A key thing to understand is what constitutes bilingualism or in different terms, what do most people consider to be bilingual, trilingual, etc. When can you call yourself any of these terms?

There are different reasons for people learning a foreign language. Some do it because they are travelling and want to be able to communicate at a basic level. Others study the language out of passion and the desire to speak it fluently. Members of the latter group will find obstacles and frustrations along the way, but nothing short of elation is felt when fluency finally arrives. So can we equate fluency to bilingualism? In my opinion, yes.

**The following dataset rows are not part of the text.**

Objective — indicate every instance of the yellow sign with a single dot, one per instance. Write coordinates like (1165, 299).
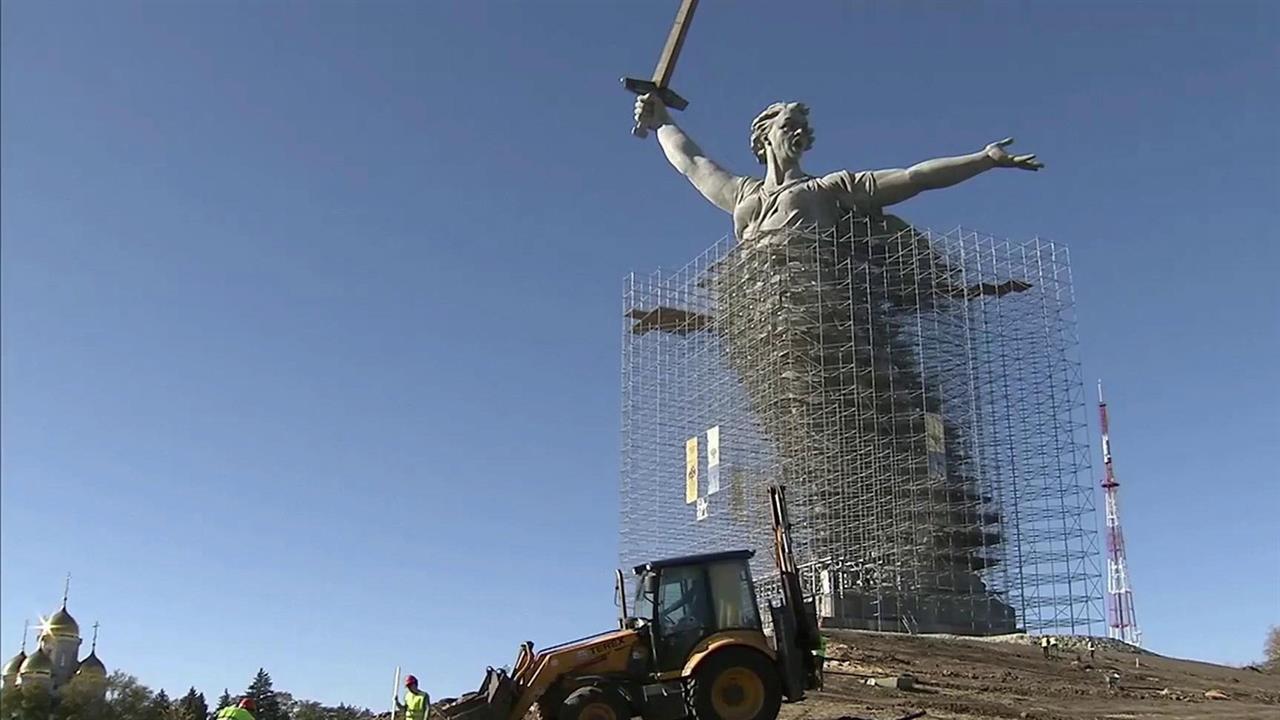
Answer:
(690, 470)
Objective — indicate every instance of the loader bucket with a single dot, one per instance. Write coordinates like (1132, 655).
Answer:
(493, 701)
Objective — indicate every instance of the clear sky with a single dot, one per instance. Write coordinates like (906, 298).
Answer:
(311, 310)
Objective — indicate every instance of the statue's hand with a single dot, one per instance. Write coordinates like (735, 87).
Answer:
(1002, 159)
(650, 112)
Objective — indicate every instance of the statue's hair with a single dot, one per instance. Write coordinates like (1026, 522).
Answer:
(762, 122)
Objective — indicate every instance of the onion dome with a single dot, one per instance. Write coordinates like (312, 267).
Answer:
(62, 624)
(37, 664)
(91, 668)
(13, 665)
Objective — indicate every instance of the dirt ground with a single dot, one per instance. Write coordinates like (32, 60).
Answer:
(981, 679)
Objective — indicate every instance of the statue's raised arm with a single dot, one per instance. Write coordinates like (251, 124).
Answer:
(714, 182)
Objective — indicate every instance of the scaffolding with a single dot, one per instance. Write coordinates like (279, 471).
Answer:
(917, 392)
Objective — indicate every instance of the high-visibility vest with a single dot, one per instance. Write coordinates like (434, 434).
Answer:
(232, 712)
(415, 705)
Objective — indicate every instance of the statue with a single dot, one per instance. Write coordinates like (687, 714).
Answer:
(855, 413)
(787, 196)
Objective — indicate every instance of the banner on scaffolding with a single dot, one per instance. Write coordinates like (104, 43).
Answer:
(713, 460)
(690, 470)
(936, 446)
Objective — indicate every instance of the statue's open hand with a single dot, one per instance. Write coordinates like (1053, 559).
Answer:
(650, 112)
(1002, 159)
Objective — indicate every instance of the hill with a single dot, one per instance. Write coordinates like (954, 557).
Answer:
(964, 678)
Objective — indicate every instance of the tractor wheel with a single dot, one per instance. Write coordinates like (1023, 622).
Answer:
(595, 702)
(736, 683)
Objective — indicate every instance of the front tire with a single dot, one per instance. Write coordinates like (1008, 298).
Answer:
(595, 702)
(736, 683)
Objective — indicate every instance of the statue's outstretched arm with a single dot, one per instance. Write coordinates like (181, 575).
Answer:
(897, 185)
(716, 183)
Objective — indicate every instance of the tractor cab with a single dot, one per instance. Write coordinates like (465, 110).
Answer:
(685, 602)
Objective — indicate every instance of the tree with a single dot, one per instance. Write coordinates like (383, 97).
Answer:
(264, 697)
(127, 698)
(1271, 650)
(159, 707)
(192, 706)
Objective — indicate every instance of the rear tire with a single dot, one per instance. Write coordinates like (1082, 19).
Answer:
(736, 683)
(595, 702)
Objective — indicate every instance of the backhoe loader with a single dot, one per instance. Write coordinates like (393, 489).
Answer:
(691, 646)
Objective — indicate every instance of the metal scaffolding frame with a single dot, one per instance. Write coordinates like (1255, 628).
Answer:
(917, 392)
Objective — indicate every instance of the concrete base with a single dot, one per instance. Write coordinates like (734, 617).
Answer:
(891, 613)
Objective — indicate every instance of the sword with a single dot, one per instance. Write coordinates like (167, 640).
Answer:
(659, 85)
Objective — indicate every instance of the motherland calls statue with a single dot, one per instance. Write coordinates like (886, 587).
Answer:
(812, 304)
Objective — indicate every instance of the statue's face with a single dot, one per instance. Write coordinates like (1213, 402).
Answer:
(789, 135)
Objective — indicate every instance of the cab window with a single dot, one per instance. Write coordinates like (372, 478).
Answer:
(734, 596)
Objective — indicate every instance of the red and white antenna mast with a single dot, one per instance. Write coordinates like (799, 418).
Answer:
(1121, 621)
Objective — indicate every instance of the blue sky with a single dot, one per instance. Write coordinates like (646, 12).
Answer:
(310, 310)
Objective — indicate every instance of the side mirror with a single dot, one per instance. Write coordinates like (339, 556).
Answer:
(620, 597)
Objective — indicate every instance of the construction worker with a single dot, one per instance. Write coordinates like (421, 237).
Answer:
(417, 703)
(821, 657)
(241, 711)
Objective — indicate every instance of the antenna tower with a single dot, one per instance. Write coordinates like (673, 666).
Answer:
(1121, 620)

Before moving to the U.S. I thought of myself as fully bilingual. I was able to carry any conversation in both languages (Spanish and English). However, a friend of mine once asked me the following question: “If you had to make a presentation in English in front of x number of people, would you be able to do it?” My quick answer was “yes”. In reality I knew I would not be able to.

In my experience as a language learner and a language teacher true fluency or bilingualism comes when you are equally capable of speaking of a subject in both your native and your second language. There are perhaps other “post signs” we could use to let us know we are in fact bilingual. However the one true signal in my opinion is when you start thinking in the other language. Once you start having thoughts in a different language your mind has embraced it and operates in it - [Tweet that!]. Thinking in the target language makes it easier for our minds to convert those thoughts into words. It is different from having to think about how you would say a sentence in the foreign language, analyzing it and then expressing it. This is, to me the real sign we have achieved fluency.